¿Un
cambio a peor?
Jesús
se va… y, a cambio, nos deja la Iglesia. ¡Vaya cambio! A primera vista, parece
que hemos salido perdiendo, ¿no? ¿No compartimos, al menos un poco, la
decepción de los apóstoles? Ellos están perplejos y entristecidos. El Maestro
parte justo cuando, por fin, empezaban a comprender el gran plan de Dios. Justo
ahora que iban dejando atrás el dolor y comenzaban a saborear la alegría.
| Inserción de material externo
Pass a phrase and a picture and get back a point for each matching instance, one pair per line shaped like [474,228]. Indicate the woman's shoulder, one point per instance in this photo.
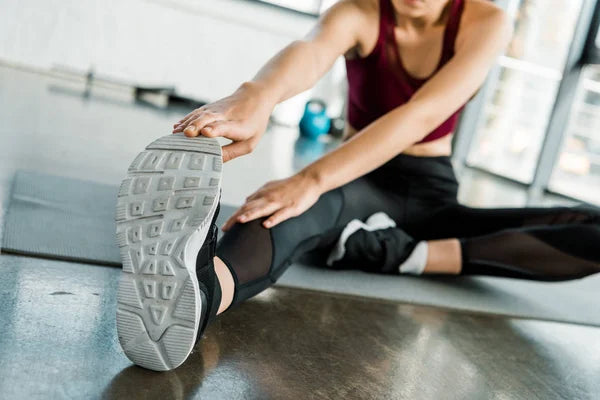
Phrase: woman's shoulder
[482,11]
[482,15]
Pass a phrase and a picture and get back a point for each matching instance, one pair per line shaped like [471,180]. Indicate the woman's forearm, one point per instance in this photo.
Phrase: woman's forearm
[293,70]
[299,66]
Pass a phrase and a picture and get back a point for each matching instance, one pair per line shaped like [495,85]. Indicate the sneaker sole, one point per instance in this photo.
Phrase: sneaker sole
[164,211]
Todo
parecía encajar, como en el desenlace luminoso de una película: el Reino había
comenzado, y Jesús reinaría para siempre con sus fieles.
Y,
sin embargo, es ahora cuando el Señor se va. Vuelve al Padre… y nosotros, aquí,
con el corazón encogido.
Este
camino de esperanza y conversión hacia la alegría, que hemos recorrido durante
la Pascua, sufre un alto repentino, casi un golpe seco.
Seamos sinceros: nos cuesta aceptar que el Resucitado haya regresado al Padre.
¿Qué hay que celebrar?
Los
discípulos se sienten, una vez más, desorientados. Jesús les deja, y les confía
—a ellos, con todas sus debilidades— el anuncio del Reino. ¡Qué historia!
¡Cuántas preguntas plantea la Palabra a quien busca a Dios!
¿Por qué lloras, alma mía? ¿Por qué estás triste?”
“¿Por qué buscáis entre los muertos al que está vivo?”
Dios
nos cuestiona, nos sacude, nos empuja siempre más allá. Nos llama a crecer, a
confiar, a creer.
No
debemos buscar en el cielo el rostro de un Dios que ya pisó nuestra tierra. Hay
que buscarlo allí donde Él ha querido quedarse para siempre: en los hermanos
más pobres, en la comunidad de los que creen en Jesús de Nazaret, el Señor.
Esta es la gran paradoja del cristianismo. Primero se nos pide creer que el Dios invisible se hizo hombre. Ahora, que ese Dios cercano se entrega a las frágiles manos de una Iglesia pecadora, incoherente, limitada.
Parece
un mal cambio: en lugar del rostro glorioso del Resucitado, nos encontramos con
el rostro cansado y a veces sombrío de los cristianos.
¿Y si sí…?
¿Y si
Jesús, en realidad, nos estuviera diciendo algo nuevo? ¿Y si de verdad fuéramos
parte activa del proyecto de Dios? ¿Y si, increíblemente, Él hubiese confiado
el anuncio del Reino a la Iglesia? A esta Iglesia concreta, que a veces
escandaliza y desconcierta. ¿Te lo imaginas?
Nuestro Dios no es un gerente de una multinacional del ámbito sagrado, repartiendo normas o atendiendo urgencias como un número 112 de emergencia. No, nuestro Dios es otra cosa.